THIBODAUX — A man accused of beheading his disabled 7-year-old son told a mental hospital guard that he was not worried about his trial “because I have a good family and a good lawyer. I’m on easy street,” according to documents read in court.

That statement doesn’t mean Jeremiah Wright, 31, is mentally stable or fit for trial, defense witnesses testified during the second day of a sanity hearing for Wright, charged with first-degree murder of Jori Lirette. The hearing is expected to end Friday.

Jori, who was fed through a tube and required round-the-clock care, was killed Aug. 14, 2011, and his head put in the yard of the house Wright shared with Jori’s mother, Jesslyn Lirette. According to a sworn police statement, Wright told police that Lirette had told him that morning she was evicting him.

Judge John LeBlanc ordered Wright treated at the state mental hospital in Jackson in October 2001.

That November, the guard made a note about the “easy street” statement. Wright acted irrational when he returned to the psychiatric ward after making that statement, according to documents.
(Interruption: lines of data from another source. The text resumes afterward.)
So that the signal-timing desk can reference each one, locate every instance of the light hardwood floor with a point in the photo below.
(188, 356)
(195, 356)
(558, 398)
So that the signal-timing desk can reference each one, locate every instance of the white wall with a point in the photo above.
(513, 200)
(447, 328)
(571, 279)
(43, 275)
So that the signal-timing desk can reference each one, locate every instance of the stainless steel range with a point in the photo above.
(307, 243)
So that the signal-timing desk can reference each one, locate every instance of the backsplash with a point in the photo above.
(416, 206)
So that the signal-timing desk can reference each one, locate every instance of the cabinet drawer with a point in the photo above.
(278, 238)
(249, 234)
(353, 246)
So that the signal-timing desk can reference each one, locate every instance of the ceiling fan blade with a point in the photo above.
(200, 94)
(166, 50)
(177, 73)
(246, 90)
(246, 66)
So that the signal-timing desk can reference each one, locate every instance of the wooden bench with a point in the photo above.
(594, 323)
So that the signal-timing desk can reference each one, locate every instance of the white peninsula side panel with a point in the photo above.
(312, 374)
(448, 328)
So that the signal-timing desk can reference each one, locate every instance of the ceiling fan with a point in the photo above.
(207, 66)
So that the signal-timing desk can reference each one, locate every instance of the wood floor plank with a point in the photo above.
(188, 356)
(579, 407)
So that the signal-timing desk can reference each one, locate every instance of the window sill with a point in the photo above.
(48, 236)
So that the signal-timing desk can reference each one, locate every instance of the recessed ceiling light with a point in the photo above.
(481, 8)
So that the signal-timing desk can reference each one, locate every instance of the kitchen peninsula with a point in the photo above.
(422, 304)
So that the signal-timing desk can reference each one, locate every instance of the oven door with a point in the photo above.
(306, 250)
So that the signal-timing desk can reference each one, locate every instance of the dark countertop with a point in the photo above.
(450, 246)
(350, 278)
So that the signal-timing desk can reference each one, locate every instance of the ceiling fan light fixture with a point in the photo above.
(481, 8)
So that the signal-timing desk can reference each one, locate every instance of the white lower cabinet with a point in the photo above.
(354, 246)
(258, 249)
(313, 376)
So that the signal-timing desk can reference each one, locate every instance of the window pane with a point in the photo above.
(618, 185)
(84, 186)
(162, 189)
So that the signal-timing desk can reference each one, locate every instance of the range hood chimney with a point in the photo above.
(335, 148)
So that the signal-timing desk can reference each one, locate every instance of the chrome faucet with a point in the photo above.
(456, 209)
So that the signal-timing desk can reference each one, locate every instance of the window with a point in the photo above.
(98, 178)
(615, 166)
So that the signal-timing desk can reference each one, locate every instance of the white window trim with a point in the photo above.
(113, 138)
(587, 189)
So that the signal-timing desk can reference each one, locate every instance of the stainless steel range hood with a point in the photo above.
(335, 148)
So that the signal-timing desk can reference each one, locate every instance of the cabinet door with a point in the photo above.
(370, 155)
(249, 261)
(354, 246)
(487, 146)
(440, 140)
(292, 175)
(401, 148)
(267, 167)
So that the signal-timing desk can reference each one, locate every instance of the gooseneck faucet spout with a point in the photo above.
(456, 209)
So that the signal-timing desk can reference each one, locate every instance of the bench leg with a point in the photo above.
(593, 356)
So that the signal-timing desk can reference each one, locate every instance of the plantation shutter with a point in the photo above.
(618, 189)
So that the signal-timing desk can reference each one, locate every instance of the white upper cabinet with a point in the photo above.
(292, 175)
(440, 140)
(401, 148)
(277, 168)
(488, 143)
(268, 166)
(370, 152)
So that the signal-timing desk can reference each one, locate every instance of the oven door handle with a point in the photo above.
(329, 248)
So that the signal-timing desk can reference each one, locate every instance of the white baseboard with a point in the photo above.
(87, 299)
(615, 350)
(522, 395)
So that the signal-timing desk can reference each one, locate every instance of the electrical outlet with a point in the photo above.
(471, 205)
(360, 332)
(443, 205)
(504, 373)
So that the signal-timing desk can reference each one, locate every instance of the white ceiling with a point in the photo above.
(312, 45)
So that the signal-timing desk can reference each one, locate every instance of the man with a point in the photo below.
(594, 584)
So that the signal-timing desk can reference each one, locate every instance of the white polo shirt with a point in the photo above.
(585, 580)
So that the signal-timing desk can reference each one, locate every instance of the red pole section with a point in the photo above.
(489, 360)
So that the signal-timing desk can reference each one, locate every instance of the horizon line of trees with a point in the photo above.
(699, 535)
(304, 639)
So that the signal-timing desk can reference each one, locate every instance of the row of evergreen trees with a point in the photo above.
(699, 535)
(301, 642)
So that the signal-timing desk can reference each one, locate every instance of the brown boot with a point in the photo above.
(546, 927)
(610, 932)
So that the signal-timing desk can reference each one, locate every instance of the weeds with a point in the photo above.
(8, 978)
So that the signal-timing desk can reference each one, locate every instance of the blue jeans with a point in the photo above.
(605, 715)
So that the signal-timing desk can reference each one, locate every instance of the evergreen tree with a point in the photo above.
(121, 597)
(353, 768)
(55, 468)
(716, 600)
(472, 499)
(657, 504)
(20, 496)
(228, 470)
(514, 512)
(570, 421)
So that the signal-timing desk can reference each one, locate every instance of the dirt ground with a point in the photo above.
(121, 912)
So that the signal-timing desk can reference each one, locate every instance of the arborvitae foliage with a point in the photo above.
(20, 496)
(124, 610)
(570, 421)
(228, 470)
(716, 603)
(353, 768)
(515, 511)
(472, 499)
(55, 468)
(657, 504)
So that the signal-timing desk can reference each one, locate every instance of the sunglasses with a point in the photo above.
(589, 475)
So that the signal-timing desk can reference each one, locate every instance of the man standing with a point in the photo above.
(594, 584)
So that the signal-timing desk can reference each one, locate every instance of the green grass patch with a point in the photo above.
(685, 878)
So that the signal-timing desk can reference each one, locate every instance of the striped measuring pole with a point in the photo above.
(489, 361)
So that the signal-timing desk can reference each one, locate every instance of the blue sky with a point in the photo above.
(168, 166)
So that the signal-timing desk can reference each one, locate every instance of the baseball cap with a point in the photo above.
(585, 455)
Evidence could suggest that the “guard’s statements are what triggered the changing of (Wright’s) diagnosis” from incompetent in 2011 to competent nine months later, defense attorney Cecilia Bonin told LeBlanc on Wednesday.

“The guard says something, and they latch onto it,” Bonin said.

Defense witnesses have testified that when they examined Wright, he did not appear able to help his defense.

Doctors in charge of Wright’s care declared him fit to stand trial and sent him back to the Lafourche Parish jail last year after nine months of treatment.

LeBlanc must decide whether he’s competent for trial.

The first prosecution witness was Dr. John Thompson, chief of staff at the hospital. He said its guards are trained to interact with mentally ill patients and are considered “psych techs.”

Thompson said his facility is about at the national average, restoring about 70 percent of its patients to competency.

Wright, who would face either death by injection or life in prison if he is convicted, attends the hearings in handcuffs and a bullet-proof vest, watching without expression.